LEFFEST ’21 | A Pior Pessoa do Mundo, em análise
A comédia dramática “A Pior Pessoa do Mundo” teve a sua estreia mundial no Festival de Cannes em 2021, onde competiu pela Palma de Ouro e onde foi distinguido com o prémio de Melhor Atriz. A obra norueguesa chega pela primeira vez às salas portuguesas na presente edição do Lisbon & Sintra Film Festival.
“A Pior Pessoa do Mundo”, como será conhecida a fita em Portugal, é uma comédia romântica dramática existencialista que se debruça, com novo charme redobrado, sobre uma temática recorrente no cinema: a definitiva transição para a idade adulta, seja ela no final da adolescência ou já a largos passos rumo à casa dos 30. Este é um motivo particularmente popular no cinema indie norte-americano, mas esta obra dá ao tema uma nova e mais aprofundada roupagem.
“The Worst Person in the World” triunfa essencialmente através da sua representação das relações entre os protagonistas, com o perfil romântico de cada casal bem traçado. Os relacionamentos sentem-se reais, palpáveis, naturalistas. Evidencia-se também, como não podia deixar de ser, a prestação central de Renate Reinsve como a protagonista Julie, vencedora de Melhor Atriz em Cannes, como indicado, e com todo o mérito. A história centra-se na presença da sua força e, embora por vezes seja difícil compreender as suas acções, nunca deixamos de sentir uma muito necessária empatia para com esta figura central.
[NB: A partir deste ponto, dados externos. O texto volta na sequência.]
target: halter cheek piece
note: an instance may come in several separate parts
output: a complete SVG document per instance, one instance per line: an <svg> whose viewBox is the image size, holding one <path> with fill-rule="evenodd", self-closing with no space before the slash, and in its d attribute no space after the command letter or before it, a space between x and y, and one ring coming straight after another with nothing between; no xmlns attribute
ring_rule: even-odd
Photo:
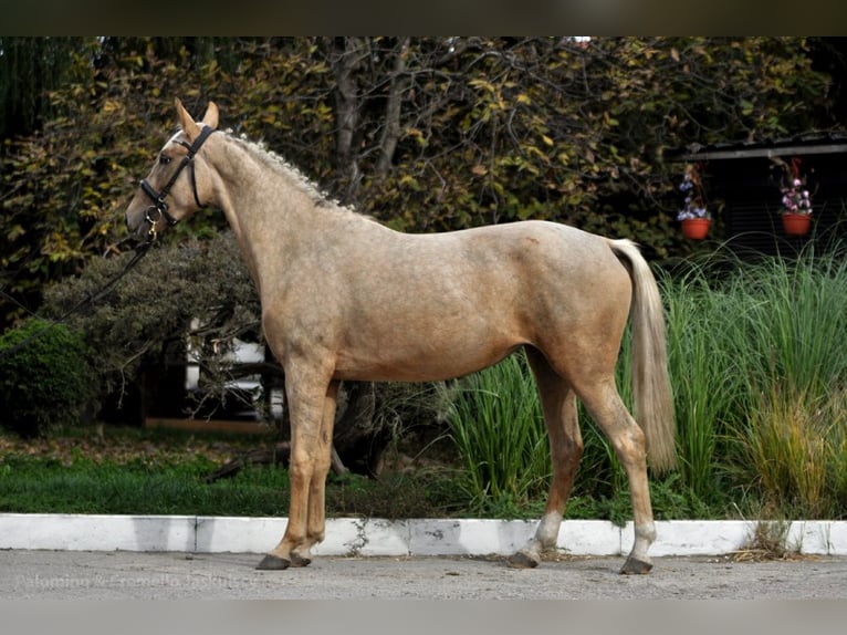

O argumento da obra ilude à primeira vista, uma jovem prestes a virar para a casa dos 30 que, abundando em autocomiseração, passa por uma crise identitária. Aparentemente um ponto de partida genérico e algo cliché, é nos detalhes que “The Worst Person in the World” se permite brilhar. Quando Julie, encurralada numa relação com um correto e apaixonado homem mais velho, Askel, se farta da expectativa do seu par, a de começar uma família em breve, eis que a jovem se envolve numa interessante e e a roçar o realismo mágico “não-traição” com Eivind.
Eivind encontra-se também ele comprometido, mas o seu encontro fortuito provocará um forte impacto no futuro do seu relacionamento e eis que o seu “não-caso” leva a novas escolhas de vida e novos começos. As duas relações não são melhores ou piores entre si, apenas correspondem a interacções distintas, robustas, entre seres afins.
Quanto aos aspectos técnicos de “The Worst Person in the World”, a história filmada é por muitas vezes quase lírica e frequentemente bela. Kasper Tuxen, DOP, foi premiado com a distinção de Melhor Fotografia no Festival Internacional de Cinema de Chicago, com mérito, pela sua representação belíssima da neurose urbana. Aliás, em diversos outros festivais recebeu também esta distinção, o que não é surpreendente, uma vez que a cidade de Oslo é sempre cativante e deslumbrante.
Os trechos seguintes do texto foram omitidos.